Em 2010, as companhias de geração, transmissão e distribuição de energia investiram, juntas, cerca de US$ 75 bilhões em Capex. Em 2015, ano do estudo acima, esse investimento já passava dos US$ 100 bilhões. Mesmo esse aumento de mais de 30% em Capex, no entanto, não foi capaz de melhorar a qualidade da infraestrutura instalada no país. Em 2019, houve um investimento de US$ 124 bilhões, e ainda assim acredito que as métricas relativas à idade da infraestrutura instalada não apresentaram melhora significativa.
Dados do Edison Electric Institute (EEI), associação que representa todas as companhias elétricas privadas americanas, indicam que o setor opera com geração negativa de caixa: o fluxo de caixa operacional, que em 2019 foi de US$ 95,5 bilhões, não banca o investimento em Capex. Isso acontece desde 2010, e só tem piorado. Apesar disso, a indústria tem aumentado a cada ano o pagamento de dividendos aos acionistas.

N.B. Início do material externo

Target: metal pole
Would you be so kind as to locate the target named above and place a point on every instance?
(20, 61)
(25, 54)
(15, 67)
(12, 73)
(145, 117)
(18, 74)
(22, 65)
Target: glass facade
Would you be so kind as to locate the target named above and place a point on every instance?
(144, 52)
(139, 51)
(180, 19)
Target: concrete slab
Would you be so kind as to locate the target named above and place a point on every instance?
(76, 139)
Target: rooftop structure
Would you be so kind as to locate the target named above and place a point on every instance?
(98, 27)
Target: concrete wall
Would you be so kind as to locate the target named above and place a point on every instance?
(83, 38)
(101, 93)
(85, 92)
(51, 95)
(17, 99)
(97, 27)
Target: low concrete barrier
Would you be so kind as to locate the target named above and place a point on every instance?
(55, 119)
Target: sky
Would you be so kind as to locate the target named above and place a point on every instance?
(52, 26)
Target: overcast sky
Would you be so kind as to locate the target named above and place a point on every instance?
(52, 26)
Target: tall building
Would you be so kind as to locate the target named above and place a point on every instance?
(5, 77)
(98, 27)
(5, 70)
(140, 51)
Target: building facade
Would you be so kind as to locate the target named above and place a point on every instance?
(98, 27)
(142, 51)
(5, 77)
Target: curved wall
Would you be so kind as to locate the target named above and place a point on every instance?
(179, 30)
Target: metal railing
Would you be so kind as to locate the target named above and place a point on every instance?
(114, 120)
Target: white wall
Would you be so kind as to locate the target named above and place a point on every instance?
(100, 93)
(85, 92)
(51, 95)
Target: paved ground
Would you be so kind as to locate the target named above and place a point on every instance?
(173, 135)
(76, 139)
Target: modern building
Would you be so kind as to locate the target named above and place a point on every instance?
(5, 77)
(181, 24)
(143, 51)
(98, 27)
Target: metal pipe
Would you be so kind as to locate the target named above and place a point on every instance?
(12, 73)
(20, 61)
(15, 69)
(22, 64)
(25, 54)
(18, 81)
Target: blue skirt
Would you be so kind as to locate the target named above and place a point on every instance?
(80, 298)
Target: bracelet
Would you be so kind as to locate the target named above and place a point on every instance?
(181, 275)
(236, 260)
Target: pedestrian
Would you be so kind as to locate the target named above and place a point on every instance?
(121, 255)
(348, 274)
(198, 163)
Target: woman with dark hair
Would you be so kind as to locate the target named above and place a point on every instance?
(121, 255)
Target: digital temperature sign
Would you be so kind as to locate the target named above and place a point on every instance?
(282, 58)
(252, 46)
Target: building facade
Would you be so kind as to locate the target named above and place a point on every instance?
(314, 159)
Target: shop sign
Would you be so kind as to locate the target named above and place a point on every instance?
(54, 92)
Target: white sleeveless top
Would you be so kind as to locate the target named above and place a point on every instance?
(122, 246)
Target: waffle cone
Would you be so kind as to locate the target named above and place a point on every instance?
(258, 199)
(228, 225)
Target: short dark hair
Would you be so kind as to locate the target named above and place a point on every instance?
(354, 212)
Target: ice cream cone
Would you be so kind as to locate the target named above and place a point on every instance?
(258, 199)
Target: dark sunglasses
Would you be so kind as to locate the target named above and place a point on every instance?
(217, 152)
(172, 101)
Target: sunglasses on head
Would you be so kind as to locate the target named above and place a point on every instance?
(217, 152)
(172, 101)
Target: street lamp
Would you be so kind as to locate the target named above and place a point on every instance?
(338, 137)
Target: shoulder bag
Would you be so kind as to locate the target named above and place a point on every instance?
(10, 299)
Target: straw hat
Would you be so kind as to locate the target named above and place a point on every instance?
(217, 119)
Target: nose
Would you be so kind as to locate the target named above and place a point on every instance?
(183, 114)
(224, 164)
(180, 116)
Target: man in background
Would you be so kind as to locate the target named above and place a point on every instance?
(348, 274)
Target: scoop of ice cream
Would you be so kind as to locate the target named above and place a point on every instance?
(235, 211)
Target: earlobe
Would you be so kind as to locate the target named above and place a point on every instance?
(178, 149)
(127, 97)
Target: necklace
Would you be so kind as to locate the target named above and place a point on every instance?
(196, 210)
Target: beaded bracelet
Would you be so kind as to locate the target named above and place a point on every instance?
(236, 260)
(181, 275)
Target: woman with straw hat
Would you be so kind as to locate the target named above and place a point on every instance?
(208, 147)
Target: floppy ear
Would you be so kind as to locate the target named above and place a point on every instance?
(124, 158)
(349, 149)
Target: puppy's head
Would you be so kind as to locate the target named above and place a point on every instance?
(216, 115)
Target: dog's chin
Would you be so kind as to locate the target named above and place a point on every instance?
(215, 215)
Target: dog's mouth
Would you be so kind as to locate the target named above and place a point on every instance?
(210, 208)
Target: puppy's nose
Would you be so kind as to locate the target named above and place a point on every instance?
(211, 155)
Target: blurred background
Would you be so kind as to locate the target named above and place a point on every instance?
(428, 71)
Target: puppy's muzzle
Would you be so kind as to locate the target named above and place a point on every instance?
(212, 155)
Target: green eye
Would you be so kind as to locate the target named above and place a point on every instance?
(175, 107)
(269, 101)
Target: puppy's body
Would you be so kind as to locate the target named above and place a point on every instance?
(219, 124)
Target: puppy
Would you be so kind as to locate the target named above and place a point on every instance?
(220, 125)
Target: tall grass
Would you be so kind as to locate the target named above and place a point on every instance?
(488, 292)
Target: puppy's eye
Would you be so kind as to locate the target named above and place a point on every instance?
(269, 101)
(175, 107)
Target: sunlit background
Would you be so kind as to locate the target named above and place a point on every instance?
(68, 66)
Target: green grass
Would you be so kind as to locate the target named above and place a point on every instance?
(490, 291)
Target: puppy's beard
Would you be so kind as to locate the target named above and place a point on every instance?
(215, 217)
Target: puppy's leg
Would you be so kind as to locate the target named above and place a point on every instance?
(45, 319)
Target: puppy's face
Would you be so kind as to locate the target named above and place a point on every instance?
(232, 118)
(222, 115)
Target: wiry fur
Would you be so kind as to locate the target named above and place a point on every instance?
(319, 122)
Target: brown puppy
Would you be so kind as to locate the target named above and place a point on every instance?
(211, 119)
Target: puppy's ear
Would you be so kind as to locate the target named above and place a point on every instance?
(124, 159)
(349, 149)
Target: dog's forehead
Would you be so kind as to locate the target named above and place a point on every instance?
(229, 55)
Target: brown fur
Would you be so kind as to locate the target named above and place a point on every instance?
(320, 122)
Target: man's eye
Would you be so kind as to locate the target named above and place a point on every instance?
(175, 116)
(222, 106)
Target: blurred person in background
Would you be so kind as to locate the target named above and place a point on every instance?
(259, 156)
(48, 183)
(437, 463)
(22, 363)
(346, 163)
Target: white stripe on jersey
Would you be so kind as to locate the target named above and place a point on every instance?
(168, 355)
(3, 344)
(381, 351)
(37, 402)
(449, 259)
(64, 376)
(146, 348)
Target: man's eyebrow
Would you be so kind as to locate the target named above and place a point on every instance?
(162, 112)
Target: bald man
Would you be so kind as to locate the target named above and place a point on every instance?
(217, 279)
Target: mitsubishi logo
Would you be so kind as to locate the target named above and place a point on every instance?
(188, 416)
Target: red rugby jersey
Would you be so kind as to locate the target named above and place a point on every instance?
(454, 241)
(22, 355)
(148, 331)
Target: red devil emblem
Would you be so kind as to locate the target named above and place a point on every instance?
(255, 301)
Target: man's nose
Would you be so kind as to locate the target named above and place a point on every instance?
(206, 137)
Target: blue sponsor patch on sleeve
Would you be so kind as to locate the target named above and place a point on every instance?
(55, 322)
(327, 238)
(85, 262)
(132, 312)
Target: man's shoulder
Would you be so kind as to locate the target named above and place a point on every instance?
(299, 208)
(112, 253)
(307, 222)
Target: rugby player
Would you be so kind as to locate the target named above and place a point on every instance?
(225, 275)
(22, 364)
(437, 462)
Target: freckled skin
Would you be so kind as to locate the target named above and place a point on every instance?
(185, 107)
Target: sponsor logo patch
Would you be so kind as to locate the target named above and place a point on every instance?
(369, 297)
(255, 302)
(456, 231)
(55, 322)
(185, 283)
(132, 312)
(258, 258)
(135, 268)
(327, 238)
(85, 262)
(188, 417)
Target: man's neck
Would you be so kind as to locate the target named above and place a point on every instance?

Isso tudo leva ao segundo motivo da queda na qualidade da prestação desses serviços ao longo do tempo: não existe capital disponível na indústria para renovar o estoque de infraestrutura existente. Ou seja, estamos diante da combinação de uma rede antiga e mal mantida com uma indústria extremamente intensiva em capital, e sem capital disponível para investir.
A solução para esse problema não é obvia. Subir o preço cobrado aos consumidores pela energia elétrica? Os consumidores residenciais tiveram um aumento de cerca de 13% na última década; os comerciais, cerca de 5%, e o preço para o consumo industrial se manteve praticamente estável, segundo dados do EIA. Esta relativa estabilidade somente prova como é difícil aumentar esses preços. Quebrar os monopólios também não me parece ser uma solução viável: qualquer empresa que assumir a atividade das empresas incumbentes terá que fazê-lo com uma quantidade de capital fora do razoável para qualquer investidor privado. Com exceção das empresas geradoras de caixa (existem algumas), a continuar assim não vejo outra saída a não ser estatizar o sistema. Sim, acredite, nos Estados Unidos da América.
Nesse meio tempo, como investidor e consumidor, o que fazer?
Como investidor, as empresas produtoras de geradores back-up, como a Generac Holdings (símbolo GNRC, na NYSE) por exemplo, parecem ter um mercado em expansão. A GNRC vem experimentando crescimento anual ao redor dos 10% em penetração de mercado. Apesar de já estar negociando em bolsa a múltiplos esticados, a companhia estima que cada 1% de aumento em penetração é uma oportunidade de mercado de US$ 2 bilhões, o equivalente a um ano de receitas da empresa usando o balanço de 2019. Vale a pena ficar de olho.
E como consumidor? Nos dias de hoje, bem diferente de 2003, muito mais gente já tem gerador back-up. Na semana passada era possível, sem esforço, ouvir o barulho de vários deles ao redor, além de sentir o cheiro típico de diesel queimado. Entretanto, bastante gente (como eu) ainda não tem o seu. Assim, como consumidor, vou seguir o exemplo dos meus vizinhos: você PRECISA instalar um gerador se quiser morar por aqui. Já entrei na fila para adquirir o meu.